Protobuf to Arrow, using Rust
Take a protobuf:
message SearchRequest {
string query = 1;
int32 page_number = 2;
int32 result_per_page = 3;
}And convert serialized messages directly to pyarrow.RecordBatch:
from ptars import HandlerPool
messages = [
SearchRequest(
query="protobuf to arrow",
page_number=0,
result_per_page=10,
),
SearchRequest(
query="protobuf to arrow",
page_number=1,
result_per_page=10,
),
]
payloads = [message.SerializeToString() for message in messages]
pool = HandlerPool([SearchRequest.DESCRIPTOR.file])
handler = pool.get_for_message(SearchRequest.DESCRIPTOR)

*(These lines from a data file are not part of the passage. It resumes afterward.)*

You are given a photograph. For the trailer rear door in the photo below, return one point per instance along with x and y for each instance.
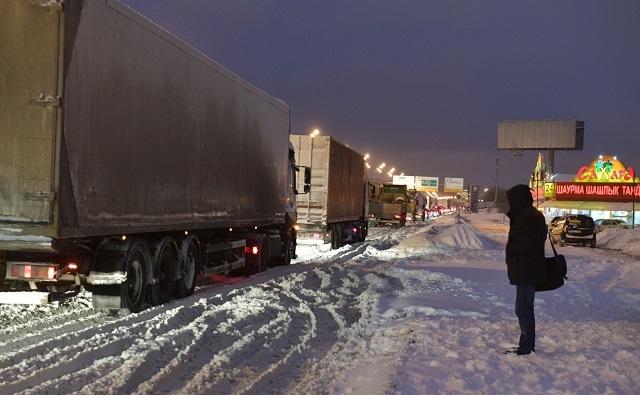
(29, 58)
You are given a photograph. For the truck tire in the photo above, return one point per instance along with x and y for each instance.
(188, 267)
(257, 263)
(165, 267)
(336, 237)
(287, 251)
(133, 290)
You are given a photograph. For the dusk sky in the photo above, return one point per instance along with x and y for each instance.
(422, 84)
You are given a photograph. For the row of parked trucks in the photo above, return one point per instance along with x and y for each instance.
(130, 163)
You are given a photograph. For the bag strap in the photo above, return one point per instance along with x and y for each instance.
(552, 246)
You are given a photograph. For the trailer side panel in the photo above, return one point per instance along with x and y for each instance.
(157, 136)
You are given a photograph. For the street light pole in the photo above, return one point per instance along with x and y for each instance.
(495, 198)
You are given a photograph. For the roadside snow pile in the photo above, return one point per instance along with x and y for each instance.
(623, 240)
(417, 243)
(461, 236)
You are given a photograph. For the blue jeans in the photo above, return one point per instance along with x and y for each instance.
(525, 295)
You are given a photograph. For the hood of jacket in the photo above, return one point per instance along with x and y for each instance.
(519, 197)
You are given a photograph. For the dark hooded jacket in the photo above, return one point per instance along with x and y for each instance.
(527, 235)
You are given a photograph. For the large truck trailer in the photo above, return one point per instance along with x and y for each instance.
(390, 207)
(129, 161)
(336, 209)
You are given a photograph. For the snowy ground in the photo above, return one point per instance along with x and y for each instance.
(419, 310)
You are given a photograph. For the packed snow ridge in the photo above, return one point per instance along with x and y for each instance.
(418, 310)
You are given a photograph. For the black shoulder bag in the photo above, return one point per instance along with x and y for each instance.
(555, 271)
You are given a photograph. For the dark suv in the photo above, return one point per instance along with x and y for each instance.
(573, 229)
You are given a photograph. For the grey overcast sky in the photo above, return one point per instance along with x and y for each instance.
(422, 84)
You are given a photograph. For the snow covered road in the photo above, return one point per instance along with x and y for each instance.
(418, 310)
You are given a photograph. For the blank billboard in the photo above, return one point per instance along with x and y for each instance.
(563, 134)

record_batch = handler.list_to_record_batch(payloads)| query | page_number | result_per_page |
|---|---|---|
| protobuf to arrow | 0 | 10 |
| protobuf to arrow | 1 | 10 |
You can also convert a pyarrow.RecordBatch back to serialized protobuf messages:
array: pa.BinaryArray = handler.record_batch_to_array(record_batch)

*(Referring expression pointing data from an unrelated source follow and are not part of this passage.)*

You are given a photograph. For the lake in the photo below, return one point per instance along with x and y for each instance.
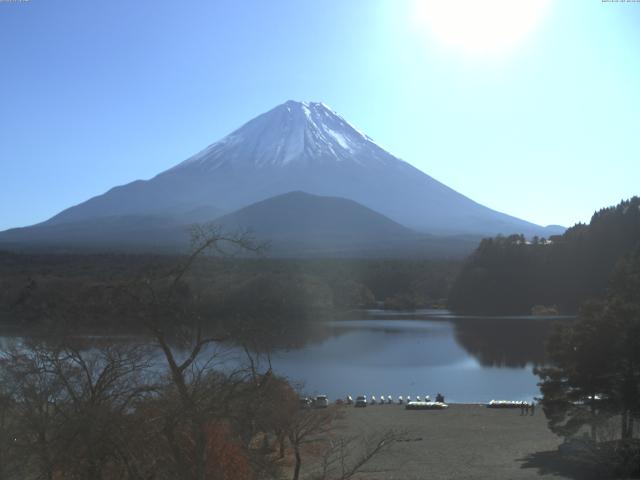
(468, 359)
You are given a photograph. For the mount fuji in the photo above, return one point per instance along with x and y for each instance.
(296, 146)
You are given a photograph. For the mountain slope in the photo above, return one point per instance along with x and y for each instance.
(300, 146)
(300, 224)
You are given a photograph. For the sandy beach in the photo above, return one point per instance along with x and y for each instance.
(463, 442)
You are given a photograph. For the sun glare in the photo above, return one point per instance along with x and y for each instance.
(480, 26)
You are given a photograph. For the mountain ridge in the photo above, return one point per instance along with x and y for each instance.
(299, 146)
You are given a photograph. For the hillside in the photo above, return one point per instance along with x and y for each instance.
(511, 275)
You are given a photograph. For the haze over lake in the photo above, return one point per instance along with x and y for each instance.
(468, 359)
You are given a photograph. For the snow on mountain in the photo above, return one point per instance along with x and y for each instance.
(300, 146)
(291, 132)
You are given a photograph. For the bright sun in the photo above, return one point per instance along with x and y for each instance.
(481, 26)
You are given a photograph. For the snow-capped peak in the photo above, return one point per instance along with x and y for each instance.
(293, 132)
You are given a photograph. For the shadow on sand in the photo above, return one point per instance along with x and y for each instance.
(553, 462)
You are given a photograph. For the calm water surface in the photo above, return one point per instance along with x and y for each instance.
(468, 359)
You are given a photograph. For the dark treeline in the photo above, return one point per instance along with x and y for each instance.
(160, 407)
(508, 275)
(275, 290)
(591, 388)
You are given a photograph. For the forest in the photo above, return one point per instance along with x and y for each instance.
(513, 275)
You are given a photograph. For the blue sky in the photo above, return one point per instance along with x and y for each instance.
(96, 94)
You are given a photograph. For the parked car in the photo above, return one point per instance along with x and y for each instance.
(321, 401)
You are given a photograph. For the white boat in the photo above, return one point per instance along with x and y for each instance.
(426, 406)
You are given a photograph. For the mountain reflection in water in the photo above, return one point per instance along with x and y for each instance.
(470, 359)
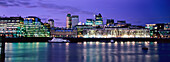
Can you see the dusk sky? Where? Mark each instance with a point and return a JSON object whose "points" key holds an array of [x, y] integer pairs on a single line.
{"points": [[137, 12]]}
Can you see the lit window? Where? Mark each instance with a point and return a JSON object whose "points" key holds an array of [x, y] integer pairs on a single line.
{"points": [[13, 20]]}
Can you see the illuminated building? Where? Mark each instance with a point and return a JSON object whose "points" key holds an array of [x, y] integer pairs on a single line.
{"points": [[11, 27], [51, 22], [89, 22], [110, 22], [165, 33], [75, 20], [35, 28], [47, 25], [154, 29], [116, 33], [98, 19], [62, 32], [68, 21], [81, 28]]}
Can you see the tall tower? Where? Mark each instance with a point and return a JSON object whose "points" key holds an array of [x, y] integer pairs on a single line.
{"points": [[51, 22], [99, 19], [75, 20], [110, 22], [68, 21]]}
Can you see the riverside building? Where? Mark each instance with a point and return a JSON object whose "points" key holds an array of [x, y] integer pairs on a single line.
{"points": [[35, 28], [116, 33], [11, 27]]}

messages_back: list[SearchRequest] = [
SearchRequest.FromString(s.as_py()) for s in array
]Ptars is a rust implementation of protarrow, which is implemented in plain python. It is:
- 2.5 times faster when converting from proto to arrow.
- 3 times faster when converting from arrow to proto.

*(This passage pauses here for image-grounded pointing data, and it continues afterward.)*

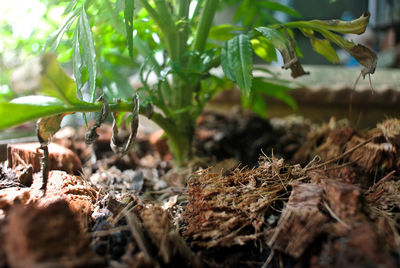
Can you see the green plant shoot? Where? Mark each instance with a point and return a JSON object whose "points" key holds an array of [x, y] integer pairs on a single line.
{"points": [[176, 42]]}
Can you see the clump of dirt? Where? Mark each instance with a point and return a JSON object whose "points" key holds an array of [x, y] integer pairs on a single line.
{"points": [[329, 196], [244, 136]]}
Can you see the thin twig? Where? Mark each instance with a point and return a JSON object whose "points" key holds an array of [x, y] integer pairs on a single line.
{"points": [[335, 216], [342, 155], [269, 259], [380, 181], [103, 233]]}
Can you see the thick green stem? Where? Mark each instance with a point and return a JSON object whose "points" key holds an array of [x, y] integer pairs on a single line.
{"points": [[162, 17]]}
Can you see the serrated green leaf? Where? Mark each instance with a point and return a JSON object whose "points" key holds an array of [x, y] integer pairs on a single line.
{"points": [[70, 6], [276, 91], [286, 46], [55, 38], [88, 51], [276, 38], [128, 16], [324, 48], [356, 26], [54, 82], [276, 6], [28, 108], [240, 57]]}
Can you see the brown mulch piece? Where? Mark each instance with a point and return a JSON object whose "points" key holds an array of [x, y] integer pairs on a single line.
{"points": [[340, 208], [244, 136], [335, 138], [46, 235], [326, 221], [28, 154]]}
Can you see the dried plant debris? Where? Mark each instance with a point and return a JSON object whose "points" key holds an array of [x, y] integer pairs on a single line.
{"points": [[334, 139], [246, 136], [230, 210], [325, 216]]}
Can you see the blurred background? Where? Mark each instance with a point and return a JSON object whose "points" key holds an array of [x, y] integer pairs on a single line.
{"points": [[26, 26]]}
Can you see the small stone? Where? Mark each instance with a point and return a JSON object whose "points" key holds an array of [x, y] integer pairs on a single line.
{"points": [[51, 235]]}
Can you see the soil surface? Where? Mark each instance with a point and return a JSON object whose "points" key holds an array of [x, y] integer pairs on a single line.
{"points": [[282, 192]]}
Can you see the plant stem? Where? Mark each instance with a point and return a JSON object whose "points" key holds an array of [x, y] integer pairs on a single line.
{"points": [[203, 28], [162, 17]]}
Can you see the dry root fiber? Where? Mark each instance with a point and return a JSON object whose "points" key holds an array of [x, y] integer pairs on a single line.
{"points": [[327, 221], [47, 235], [230, 210]]}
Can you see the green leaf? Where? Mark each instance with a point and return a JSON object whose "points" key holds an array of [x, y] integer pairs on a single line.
{"points": [[128, 16], [274, 90], [286, 47], [226, 63], [28, 108], [88, 50], [77, 61], [264, 49], [324, 48], [70, 6], [356, 26], [276, 6], [55, 38], [54, 82], [240, 58]]}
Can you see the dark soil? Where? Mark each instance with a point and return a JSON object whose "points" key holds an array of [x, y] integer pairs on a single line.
{"points": [[261, 193]]}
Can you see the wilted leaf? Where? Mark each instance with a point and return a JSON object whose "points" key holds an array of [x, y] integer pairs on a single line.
{"points": [[362, 54], [324, 48], [356, 26], [286, 47], [240, 58], [276, 6], [48, 126], [365, 57]]}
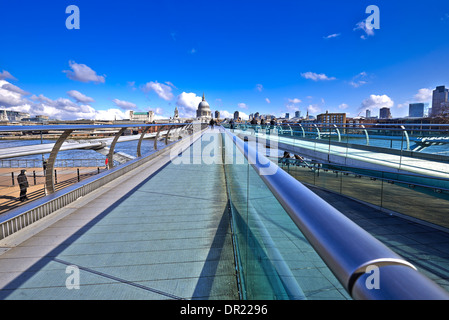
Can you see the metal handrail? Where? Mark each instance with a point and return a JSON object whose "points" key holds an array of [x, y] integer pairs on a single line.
{"points": [[21, 217], [346, 248]]}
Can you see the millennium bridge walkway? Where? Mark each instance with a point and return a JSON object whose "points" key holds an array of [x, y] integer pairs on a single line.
{"points": [[209, 217]]}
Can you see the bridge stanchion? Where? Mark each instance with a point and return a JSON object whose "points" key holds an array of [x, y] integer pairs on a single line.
{"points": [[111, 149], [139, 144], [168, 132], [157, 136]]}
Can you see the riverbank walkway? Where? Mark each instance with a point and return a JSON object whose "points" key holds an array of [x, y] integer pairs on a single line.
{"points": [[162, 231]]}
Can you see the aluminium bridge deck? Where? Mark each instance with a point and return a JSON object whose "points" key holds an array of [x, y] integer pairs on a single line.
{"points": [[351, 156]]}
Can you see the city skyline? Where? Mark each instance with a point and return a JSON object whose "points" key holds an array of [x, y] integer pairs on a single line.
{"points": [[248, 57]]}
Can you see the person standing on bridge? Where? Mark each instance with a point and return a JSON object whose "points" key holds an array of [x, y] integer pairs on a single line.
{"points": [[23, 184]]}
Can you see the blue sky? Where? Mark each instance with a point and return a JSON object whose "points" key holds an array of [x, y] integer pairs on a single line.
{"points": [[251, 56]]}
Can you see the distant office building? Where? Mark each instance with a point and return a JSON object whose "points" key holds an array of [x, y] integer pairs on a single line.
{"points": [[445, 108], [440, 95], [331, 118], [141, 116], [384, 113], [416, 110], [4, 116]]}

---- benchmark 'to_arrow': 2 tests ----
Name (time in ms) Mean
---------------------------------------
protarrow_to_arrow 9.4863 (2.63)
ptars_to_arrow 3.6009 (1.0)
---------------------------------------
---- benchmark 'to_proto': 2 tests -----
Name (time in ms) Mean
----------------------------------------
protarrow_to_proto 20.8297 (3.20)
ptars_to_proto 6.5013 (1.0)
----------------------------------------